Je cheris l'Arioste et j'estime le Tasse;
Plein de Machiavel, entete de Bocace,
J'en parle si souvent qu'on en est etourdi;
J'en lis qui sont du nord et qui sont du midi.
Fera-t-on de lui un savant? Son erudition a pour cela de trop
singulieres meprises, et se permet des confusions trop charmantes. Il a
ecrit dans sa Vie d'Esope: "Comme Planudes vivoit dans un siecle ou la
memoire des choses arrivees a Esope ne devoit pas etre encore eteinte,
j'ai cru qu'il savoit par tradition ce qu'il a laisse." En ecrivant
ceci, il oubliait que dix-neuf siecles s'etaient ecoules entre le
Phrygien et celui qu'on lui donne pour biographe, et que le moine grec
ne vivait guere plus de deux siecles avant le regne de Louis-le-Grand.
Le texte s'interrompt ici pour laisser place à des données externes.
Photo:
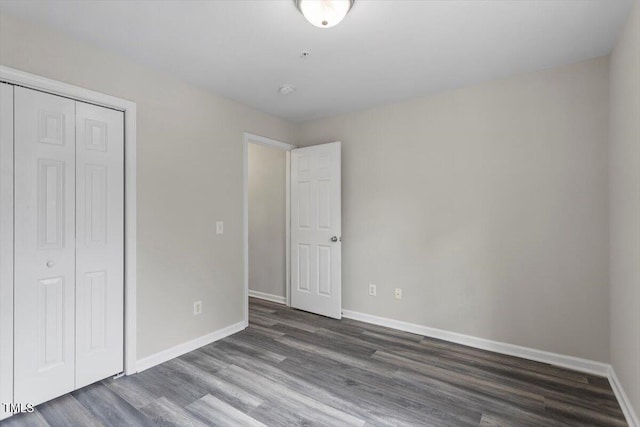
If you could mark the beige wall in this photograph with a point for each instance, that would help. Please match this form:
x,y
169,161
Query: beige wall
x,y
267,212
189,176
624,172
487,205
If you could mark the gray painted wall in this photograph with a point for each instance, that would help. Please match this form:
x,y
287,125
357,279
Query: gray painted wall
x,y
267,211
189,176
624,187
487,205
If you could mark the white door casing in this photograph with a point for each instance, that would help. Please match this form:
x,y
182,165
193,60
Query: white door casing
x,y
99,243
6,247
316,242
44,262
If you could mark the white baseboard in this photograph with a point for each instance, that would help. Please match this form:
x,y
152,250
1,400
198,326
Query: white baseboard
x,y
623,399
268,297
575,363
564,361
180,349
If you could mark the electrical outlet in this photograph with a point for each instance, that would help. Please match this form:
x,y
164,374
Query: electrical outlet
x,y
372,290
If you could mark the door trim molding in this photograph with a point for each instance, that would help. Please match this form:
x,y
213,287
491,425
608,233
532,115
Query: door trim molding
x,y
43,84
261,140
268,297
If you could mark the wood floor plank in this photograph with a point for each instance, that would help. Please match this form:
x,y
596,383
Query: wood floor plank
x,y
293,368
215,412
66,410
109,408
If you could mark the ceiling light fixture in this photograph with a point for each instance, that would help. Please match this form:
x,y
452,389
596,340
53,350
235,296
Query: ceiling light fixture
x,y
324,13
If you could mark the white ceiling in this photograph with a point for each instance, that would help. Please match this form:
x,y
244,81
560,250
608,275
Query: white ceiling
x,y
383,51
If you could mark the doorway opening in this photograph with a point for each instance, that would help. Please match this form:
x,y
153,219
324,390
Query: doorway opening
x,y
266,219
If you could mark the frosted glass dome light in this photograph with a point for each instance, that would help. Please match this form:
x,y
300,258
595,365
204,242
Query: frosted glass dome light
x,y
324,13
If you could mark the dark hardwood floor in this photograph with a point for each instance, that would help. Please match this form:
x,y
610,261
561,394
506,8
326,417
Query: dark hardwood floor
x,y
292,368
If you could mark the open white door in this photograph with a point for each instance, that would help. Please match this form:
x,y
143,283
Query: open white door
x,y
316,242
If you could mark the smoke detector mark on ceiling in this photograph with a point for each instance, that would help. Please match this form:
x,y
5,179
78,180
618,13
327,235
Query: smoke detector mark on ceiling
x,y
286,90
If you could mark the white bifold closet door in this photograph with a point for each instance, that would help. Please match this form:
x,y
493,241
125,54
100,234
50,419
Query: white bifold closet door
x,y
68,264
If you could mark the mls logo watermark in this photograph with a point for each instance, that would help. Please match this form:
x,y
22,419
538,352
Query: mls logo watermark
x,y
17,408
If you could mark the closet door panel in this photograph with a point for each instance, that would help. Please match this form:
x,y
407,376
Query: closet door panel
x,y
100,243
44,246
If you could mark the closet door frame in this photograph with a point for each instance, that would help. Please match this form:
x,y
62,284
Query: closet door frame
x,y
43,84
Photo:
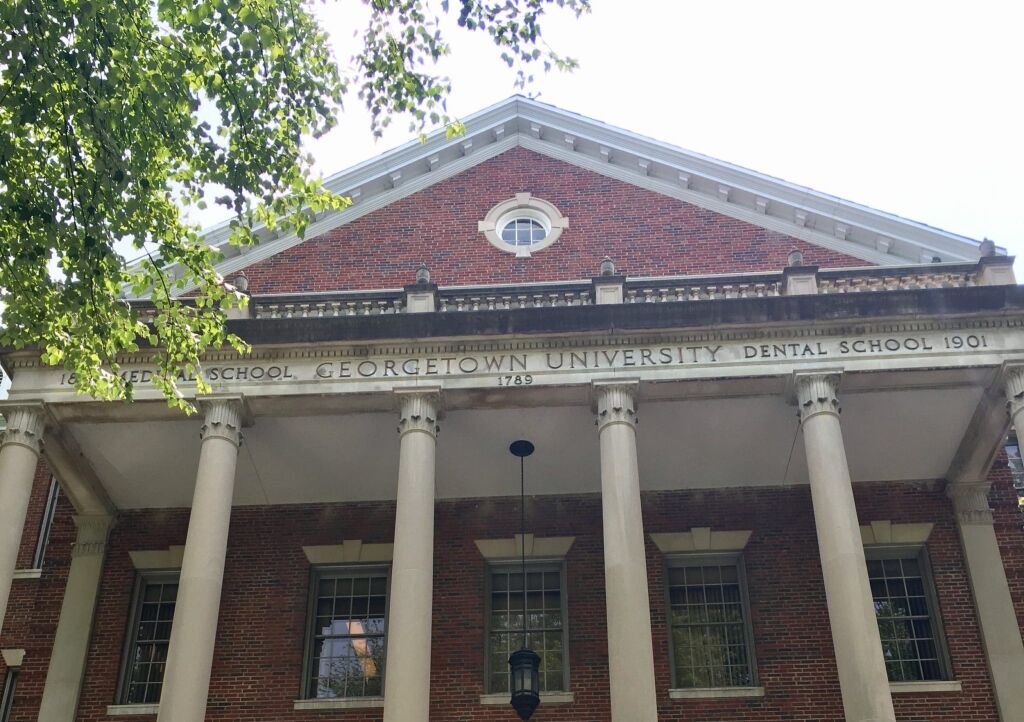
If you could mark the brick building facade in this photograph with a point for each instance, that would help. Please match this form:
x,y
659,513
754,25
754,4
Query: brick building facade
x,y
731,556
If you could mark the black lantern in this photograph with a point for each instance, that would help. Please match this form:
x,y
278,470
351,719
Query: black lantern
x,y
524,664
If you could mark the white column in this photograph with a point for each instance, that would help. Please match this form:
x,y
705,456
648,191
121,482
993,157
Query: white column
x,y
407,675
862,678
18,457
189,654
631,660
71,643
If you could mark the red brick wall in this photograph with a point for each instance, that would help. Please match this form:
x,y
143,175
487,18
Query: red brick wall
x,y
35,603
258,659
645,232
Dans une epitre a Huet en faveur des anciens contre les modernes, et
a l'honneur de Quintilien en particulier, il en revient a Platon, son
theme favori, et declare qu'on ne pourrait trouver entre les sages
modernes un seul approchant de ce grand philosophe, tandis que
La Grece en fourmillait dans son moindre canton.
Il attribue la decadence de l'ode en France a une cause qu'on
n'imaginerait jamais:
... l'ode, qui baisse un peu,
Veut de la patience, et nos gens ont du feu.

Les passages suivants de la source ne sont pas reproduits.